At three o’clock in the morning Chris Turner left the staff canteen on the east side of Colwyn City’s docks and grimaced at the rain splattering on to his face. He’d hoped the unseasonal weather front would blow over while he was taking his break. But no, the thick clouds showed no sign of relenting. His semi-organic jacket rolled a collar up round his neck, and he hurried back to the maintenance depot.

Chris couldn’t see anything moving in the docks tonight. Not that other nights were much different. Night-time staffing levels were low. Bots were off line for maintenance, which was why he’d pulled this grotty shift – it wasn’t popular but it paid well. Trans-ocean barges stayed moored to the quay while their crews slept or clubbed the night away in town. Warehouses were shut.

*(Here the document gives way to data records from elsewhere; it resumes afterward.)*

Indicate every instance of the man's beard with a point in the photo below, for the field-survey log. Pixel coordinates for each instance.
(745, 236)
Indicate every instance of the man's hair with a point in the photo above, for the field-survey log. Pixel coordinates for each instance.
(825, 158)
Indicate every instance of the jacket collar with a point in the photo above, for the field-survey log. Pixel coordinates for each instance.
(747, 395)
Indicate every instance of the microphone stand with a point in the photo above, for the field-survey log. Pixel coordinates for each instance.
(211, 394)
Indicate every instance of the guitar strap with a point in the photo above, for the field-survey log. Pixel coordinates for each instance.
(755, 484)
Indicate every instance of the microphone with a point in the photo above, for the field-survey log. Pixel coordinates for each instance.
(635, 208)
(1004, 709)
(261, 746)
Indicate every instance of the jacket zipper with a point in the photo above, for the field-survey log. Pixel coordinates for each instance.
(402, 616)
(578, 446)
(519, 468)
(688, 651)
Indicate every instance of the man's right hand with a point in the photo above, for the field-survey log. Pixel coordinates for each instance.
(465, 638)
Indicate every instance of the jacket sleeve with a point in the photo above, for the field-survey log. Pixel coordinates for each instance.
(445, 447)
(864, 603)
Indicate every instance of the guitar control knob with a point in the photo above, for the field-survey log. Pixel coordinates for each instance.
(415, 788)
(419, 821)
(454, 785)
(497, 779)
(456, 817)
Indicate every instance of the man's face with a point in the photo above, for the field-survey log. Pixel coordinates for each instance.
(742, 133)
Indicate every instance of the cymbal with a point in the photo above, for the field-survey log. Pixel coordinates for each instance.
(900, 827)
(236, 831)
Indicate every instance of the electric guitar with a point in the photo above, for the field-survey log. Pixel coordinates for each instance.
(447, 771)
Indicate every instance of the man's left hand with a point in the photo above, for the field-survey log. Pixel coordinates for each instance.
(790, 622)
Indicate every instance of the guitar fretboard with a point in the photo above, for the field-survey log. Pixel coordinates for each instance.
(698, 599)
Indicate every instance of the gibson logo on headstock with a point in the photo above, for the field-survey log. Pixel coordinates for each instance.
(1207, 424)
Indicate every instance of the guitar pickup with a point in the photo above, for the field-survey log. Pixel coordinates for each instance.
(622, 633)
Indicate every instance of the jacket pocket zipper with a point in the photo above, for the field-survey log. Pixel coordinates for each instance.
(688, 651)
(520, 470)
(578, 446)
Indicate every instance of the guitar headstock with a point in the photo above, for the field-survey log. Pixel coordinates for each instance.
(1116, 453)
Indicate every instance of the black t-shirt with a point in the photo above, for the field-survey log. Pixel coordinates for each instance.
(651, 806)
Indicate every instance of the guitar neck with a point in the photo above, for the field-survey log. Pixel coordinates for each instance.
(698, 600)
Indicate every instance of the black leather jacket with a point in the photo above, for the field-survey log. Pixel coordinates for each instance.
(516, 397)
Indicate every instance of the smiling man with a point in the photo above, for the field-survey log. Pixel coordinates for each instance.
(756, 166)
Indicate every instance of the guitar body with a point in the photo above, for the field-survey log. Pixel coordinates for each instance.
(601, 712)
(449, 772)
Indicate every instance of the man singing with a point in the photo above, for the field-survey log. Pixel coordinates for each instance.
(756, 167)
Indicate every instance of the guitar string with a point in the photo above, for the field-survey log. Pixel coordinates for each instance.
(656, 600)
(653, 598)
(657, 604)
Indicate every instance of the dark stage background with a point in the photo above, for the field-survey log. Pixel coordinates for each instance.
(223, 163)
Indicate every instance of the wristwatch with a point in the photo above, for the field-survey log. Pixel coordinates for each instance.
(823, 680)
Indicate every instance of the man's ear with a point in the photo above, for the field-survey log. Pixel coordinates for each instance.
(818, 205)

There wasn’t any activity in the city, either. The rain had put a halt to the usual nightlife. Capsules and ground vehicles had hauled the last optimistic revellers back to their homes a long time ago. He could just make out the huge single-span arch bridge over the Cairns, its lights a hazy smear through the rain. Normally there would be something driving over it, or a few taxis sliding along its metro rail. But not tonight. He shivered. The city like this was actually kind of spooky. To counter the feeling of isolation he reached down into the gaiafield to gain some emotional comfort from the eternal thoughts whirling within. The usual busy background babble slithered round him like noisy spectres; thoughts that called, mournfully and eagerly, feelings which intrigued, though he shied away from the sadder ones.